During his research career, Tim has focused on the role of functional joint stability in the prevention of musculoskeletal injuries; in recovery following injury; and in re-establishing neuromuscular control following surgery.  He has conducted research in many different populations from youth athletes to masters athletes; recreational active individuals to professional athletes; and in military servicemen and women.

Tim is married to Cindy Sell, who is a Registered Nurse and an operating room manager.  She is also currently in graduate school (University of Pittsburgh) completing her Master of Science in Nursing Administration.  Cindy is from Reidsville, NC, and both Tim and Cindy call NC home.  They’ve missed the mountains and ocean during their fourteen years in Pittsburgh and are looking forward to taking their three Golden Retrievers hiking in the mountains and swimming in the ocean.

Department of Orthopaedic Surgery Welcomes Marcus Roll, PT, DPT

Dr. Clewley's Family HikingThe Department of Orthopaedic Surgery would like to welcome Marcus Roll, PT, DPT as a Doctor of Physical Therapy Division Faculty Development Resident. Marcus is returning to Duke after graduating from Duke’s DPT program in 2011, and practicing clinically at both the Rancho Los Amigos National Rehabilitation Center in Los Angeles County, CA on the Adult Brain Injury Service, and most recently, on the Neurology and Neurosurgery services at the University of North Carolina Hospital.
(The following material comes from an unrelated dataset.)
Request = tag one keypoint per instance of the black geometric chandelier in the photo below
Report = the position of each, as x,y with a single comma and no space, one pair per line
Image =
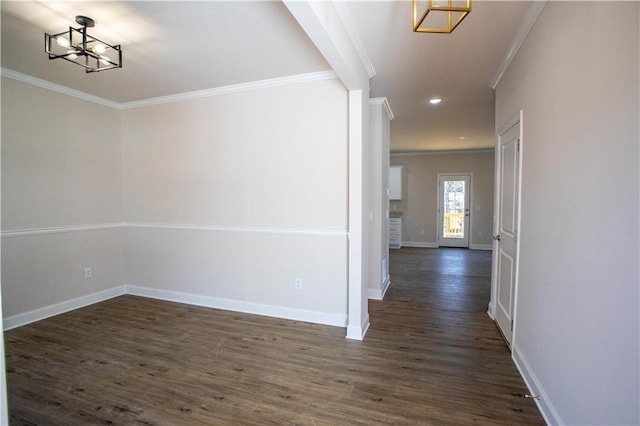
77,46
His clinical interests include gait analysis and neurologic rehabilitation.

Marcus grew up on a farm in Illinois and received his undergraduate degree at the University of Illinois at Urbana Champaign. Marcus lives in Durham with his wife, Erin Bristow, an RN at Duke Regional’s Emergency Department, their two year old daughter, Emilia, and, soon, their second daughter, who will arrive in later January 2016. Their family enjoys hiking, cooking, and weekly trips to the Durham Farmer’s Market.

Department of Orthopaedic Surgery Welcomes Derek Clewley, PT, DPT

Derek Clewley Family Picture

The Department of Orthopaedic Surgery would like to welcome Derek Clewley, PT, DPT as a faculty member within the Doctor of Physical Therapy division.  Derek grew up in Montana and lived in Atlanta for the past 10 years.  He completed graduate school training at the University of Montana, followed by a fellowship in manual therapy, and is a PhD candidate at Rocky Mountain University of Health Professions in Utah.  Derek’s research interests include manual physical therapy and chronic pain management.   He has significant experience in program development and management including prior role as residency and fellowship director at BenchMark Rehab Partners.  His wife, a chemical engineer, along with their two children Gavin (5 years) and Amelia (3 years) have enjoyed the transition to North Carolina.  Outside of work, he enjoys training for half and full marathons, being outside, and attempting to burn off excess energy with his children.